ELEANOR BEARDSLEY: It's hard to read the streets of Tunis these days. On one side of the city's main boulevard, Habib Bourguiba Avenue, cafes and stores are open, and industrious Tunisians have gone back to work.
(SOUNDBITE OF CHANTING)
BEARDSLEY: Thirty-three-year-old Amen Labizi(ph) says the country has become a bubbling cauldron since Ben Ali fled.
AMEN LABIZI: Unidentified Man: (Foreign language spoken)
BEARDSLEY: From her third floor office, above Bourguiba Avenue, Selma Jabbes(ph) watches everything unfold below.

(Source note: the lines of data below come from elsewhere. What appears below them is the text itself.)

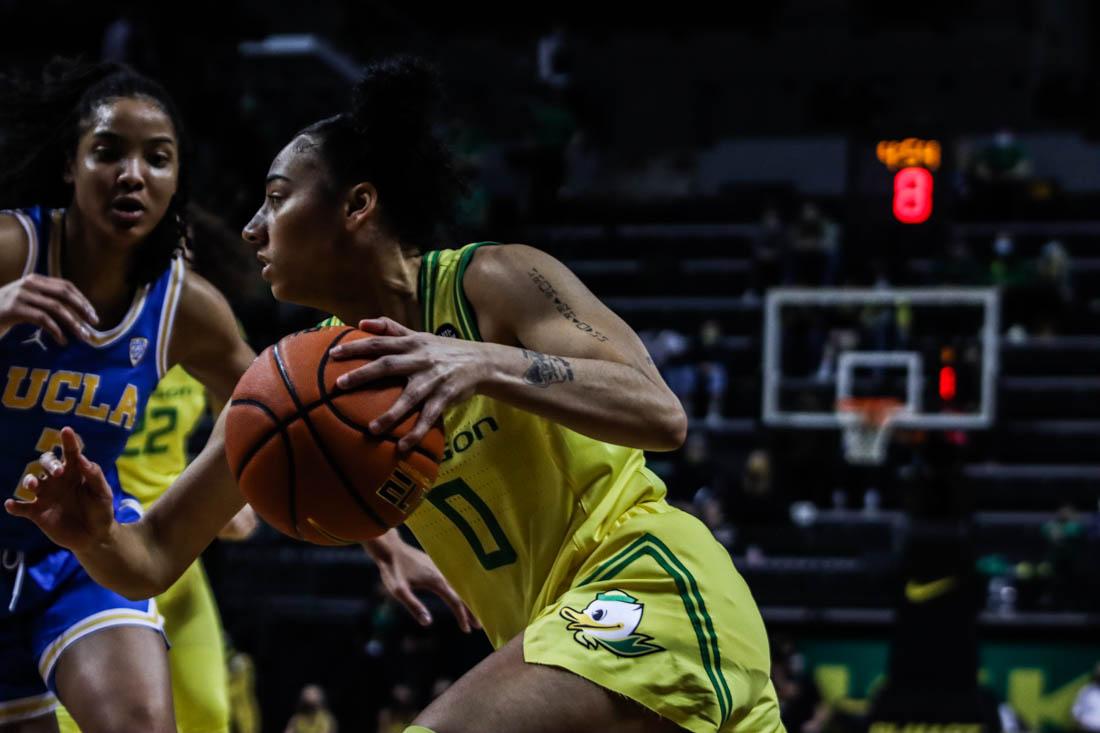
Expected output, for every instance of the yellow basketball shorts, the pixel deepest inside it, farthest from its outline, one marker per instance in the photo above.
(197, 656)
(658, 613)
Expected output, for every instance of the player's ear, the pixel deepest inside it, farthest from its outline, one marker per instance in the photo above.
(361, 204)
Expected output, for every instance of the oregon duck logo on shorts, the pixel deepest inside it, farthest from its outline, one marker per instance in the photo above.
(611, 622)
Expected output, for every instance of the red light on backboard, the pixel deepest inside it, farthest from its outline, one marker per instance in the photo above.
(947, 383)
(912, 195)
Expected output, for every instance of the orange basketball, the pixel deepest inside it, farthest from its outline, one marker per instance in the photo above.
(303, 455)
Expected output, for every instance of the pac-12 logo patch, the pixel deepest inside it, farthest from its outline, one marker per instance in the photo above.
(611, 622)
(138, 347)
(448, 330)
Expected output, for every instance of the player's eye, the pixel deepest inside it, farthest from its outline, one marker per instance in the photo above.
(105, 154)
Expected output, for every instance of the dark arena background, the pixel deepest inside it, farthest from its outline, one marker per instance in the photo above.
(860, 240)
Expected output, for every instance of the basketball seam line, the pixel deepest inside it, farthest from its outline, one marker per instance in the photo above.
(320, 446)
(281, 425)
(292, 473)
(328, 401)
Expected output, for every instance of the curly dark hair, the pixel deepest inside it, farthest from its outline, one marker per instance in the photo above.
(386, 138)
(41, 123)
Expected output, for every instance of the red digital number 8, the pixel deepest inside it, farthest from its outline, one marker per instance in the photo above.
(913, 195)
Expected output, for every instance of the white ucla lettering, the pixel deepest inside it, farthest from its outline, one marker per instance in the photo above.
(53, 402)
(15, 376)
(125, 412)
(87, 406)
(58, 394)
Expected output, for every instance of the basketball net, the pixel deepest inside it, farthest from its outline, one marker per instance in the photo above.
(866, 424)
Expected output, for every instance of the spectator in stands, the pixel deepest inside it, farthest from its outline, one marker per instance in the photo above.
(694, 470)
(400, 711)
(756, 504)
(814, 256)
(312, 714)
(770, 247)
(694, 368)
(1002, 160)
(1051, 294)
(243, 703)
(1065, 535)
(801, 706)
(1086, 709)
(1005, 269)
(707, 506)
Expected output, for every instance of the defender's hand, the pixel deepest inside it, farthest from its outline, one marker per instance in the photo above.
(74, 504)
(440, 371)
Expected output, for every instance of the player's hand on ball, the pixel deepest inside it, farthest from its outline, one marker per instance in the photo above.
(440, 371)
(242, 526)
(73, 504)
(405, 570)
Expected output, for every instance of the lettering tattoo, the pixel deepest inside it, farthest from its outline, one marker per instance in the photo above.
(561, 306)
(546, 370)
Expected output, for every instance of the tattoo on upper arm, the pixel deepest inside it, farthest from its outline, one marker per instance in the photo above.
(561, 306)
(547, 370)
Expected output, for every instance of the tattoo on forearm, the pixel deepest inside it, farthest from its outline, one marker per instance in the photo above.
(546, 370)
(561, 306)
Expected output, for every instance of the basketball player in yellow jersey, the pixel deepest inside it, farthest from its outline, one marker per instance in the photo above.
(609, 610)
(155, 455)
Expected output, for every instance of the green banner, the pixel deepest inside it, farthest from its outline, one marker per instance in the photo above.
(1038, 680)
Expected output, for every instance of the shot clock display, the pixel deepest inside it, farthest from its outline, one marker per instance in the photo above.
(913, 161)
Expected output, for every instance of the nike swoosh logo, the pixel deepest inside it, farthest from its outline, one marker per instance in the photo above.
(923, 592)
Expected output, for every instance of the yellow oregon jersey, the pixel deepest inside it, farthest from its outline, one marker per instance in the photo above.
(568, 540)
(519, 501)
(156, 452)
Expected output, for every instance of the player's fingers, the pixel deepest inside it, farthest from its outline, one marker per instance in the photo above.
(51, 463)
(473, 619)
(391, 365)
(39, 317)
(70, 445)
(429, 414)
(25, 510)
(414, 394)
(62, 313)
(63, 290)
(372, 348)
(408, 599)
(458, 608)
(384, 326)
(94, 479)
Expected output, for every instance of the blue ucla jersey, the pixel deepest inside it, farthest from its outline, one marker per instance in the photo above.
(97, 386)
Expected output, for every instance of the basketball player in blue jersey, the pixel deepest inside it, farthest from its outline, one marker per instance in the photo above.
(96, 305)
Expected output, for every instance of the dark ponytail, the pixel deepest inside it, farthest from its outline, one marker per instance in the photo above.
(387, 139)
(41, 123)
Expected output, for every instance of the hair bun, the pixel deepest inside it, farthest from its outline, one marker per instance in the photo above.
(398, 94)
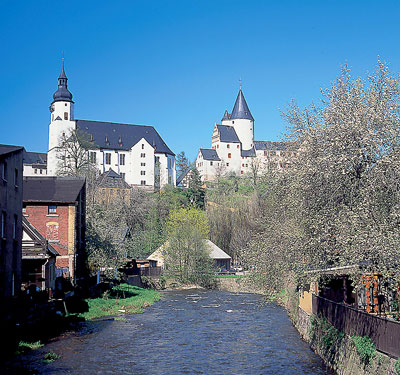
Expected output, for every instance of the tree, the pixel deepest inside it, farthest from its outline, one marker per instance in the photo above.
(73, 154)
(186, 255)
(196, 192)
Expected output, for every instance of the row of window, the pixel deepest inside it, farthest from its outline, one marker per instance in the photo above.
(4, 173)
(4, 223)
(227, 146)
(107, 156)
(65, 116)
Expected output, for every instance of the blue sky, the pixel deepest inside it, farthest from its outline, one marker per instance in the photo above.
(176, 64)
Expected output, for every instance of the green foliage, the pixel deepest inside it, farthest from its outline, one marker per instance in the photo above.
(129, 299)
(324, 334)
(195, 192)
(365, 348)
(24, 346)
(50, 357)
(397, 366)
(186, 255)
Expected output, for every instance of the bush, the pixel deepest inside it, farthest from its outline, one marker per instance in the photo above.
(397, 366)
(365, 348)
(50, 357)
(324, 333)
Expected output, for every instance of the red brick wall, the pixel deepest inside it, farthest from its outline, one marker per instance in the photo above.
(50, 226)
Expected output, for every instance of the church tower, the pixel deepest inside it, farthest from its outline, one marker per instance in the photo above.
(242, 120)
(61, 121)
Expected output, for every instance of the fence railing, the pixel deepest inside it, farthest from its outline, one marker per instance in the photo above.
(383, 332)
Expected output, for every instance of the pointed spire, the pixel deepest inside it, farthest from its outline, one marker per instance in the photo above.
(62, 74)
(62, 94)
(240, 109)
(226, 115)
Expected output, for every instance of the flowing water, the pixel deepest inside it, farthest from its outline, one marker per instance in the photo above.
(187, 332)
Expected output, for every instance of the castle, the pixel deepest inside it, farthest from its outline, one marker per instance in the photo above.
(234, 150)
(136, 152)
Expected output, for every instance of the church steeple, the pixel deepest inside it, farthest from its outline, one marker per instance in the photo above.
(240, 109)
(226, 116)
(62, 94)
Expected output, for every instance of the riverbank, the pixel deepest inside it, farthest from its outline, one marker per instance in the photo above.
(121, 299)
(344, 354)
(186, 332)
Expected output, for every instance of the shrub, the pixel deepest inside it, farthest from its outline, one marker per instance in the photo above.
(365, 348)
(50, 357)
(397, 366)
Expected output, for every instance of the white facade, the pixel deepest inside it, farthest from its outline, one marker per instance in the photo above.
(245, 131)
(34, 171)
(139, 164)
(234, 150)
(61, 124)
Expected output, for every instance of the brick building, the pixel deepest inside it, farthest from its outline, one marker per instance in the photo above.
(10, 219)
(55, 206)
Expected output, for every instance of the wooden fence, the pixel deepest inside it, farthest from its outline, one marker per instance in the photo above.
(384, 333)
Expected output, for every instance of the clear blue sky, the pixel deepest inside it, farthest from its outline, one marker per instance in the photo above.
(176, 64)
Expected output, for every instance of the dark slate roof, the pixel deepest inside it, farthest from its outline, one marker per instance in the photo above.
(269, 145)
(210, 154)
(249, 153)
(182, 176)
(227, 116)
(8, 149)
(35, 158)
(111, 179)
(227, 134)
(52, 189)
(240, 109)
(122, 136)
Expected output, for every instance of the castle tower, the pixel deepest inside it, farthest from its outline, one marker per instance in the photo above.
(242, 120)
(61, 121)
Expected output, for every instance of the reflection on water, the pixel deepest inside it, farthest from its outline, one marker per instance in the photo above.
(189, 332)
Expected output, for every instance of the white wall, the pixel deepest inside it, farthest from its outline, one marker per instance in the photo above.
(29, 170)
(244, 130)
(56, 129)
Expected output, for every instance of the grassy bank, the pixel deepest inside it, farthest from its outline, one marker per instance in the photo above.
(229, 276)
(122, 299)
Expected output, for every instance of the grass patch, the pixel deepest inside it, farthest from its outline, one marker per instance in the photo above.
(365, 348)
(24, 347)
(229, 276)
(50, 357)
(123, 298)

SELMA JABBES: Now, everybody would like to find a new life with the new values, but we are always waiting to see a clear situation. There are not transparency in the words in the information on our TVs, our radios, our medias.
BEARDSLEY: The one thing people keep saying over and over here is that the situation is far from clear.
ERIC GOLDSTEIN: Well, I think people are waking up from a deep sleep.
BEARDSLEY: That's Eric Goldstein, coordinator of Human Rights Watch in Tunisia. He says while the president's main allies fled, Ben Ali's network is still largely in place across the country.
GOLDSTEIN: That is a heavy apparatus, and it's not as if those people and those institutions have been pushed aside. You know, the head was chopped off.
BEARDSLEY: The new undersecretary for youth and sports is 32-year-old Slim Amamou. As a computer blogger, he was jailed under the Ben Ali regime. Today, Amamou seeks refuge in his office from the clamoring demands of the hallway.
SLIM AMAMOU: All this social movement and everything you see - people that don't agree with the government and don't agree with each other and everything - it's part of the new construction of Tunisia. We're learning and building a new democracy. So this is the way to do it, I think. There is no other way.
BEARDSLEY: For NPR news, I'm Eleanor Beardsley in Tunis.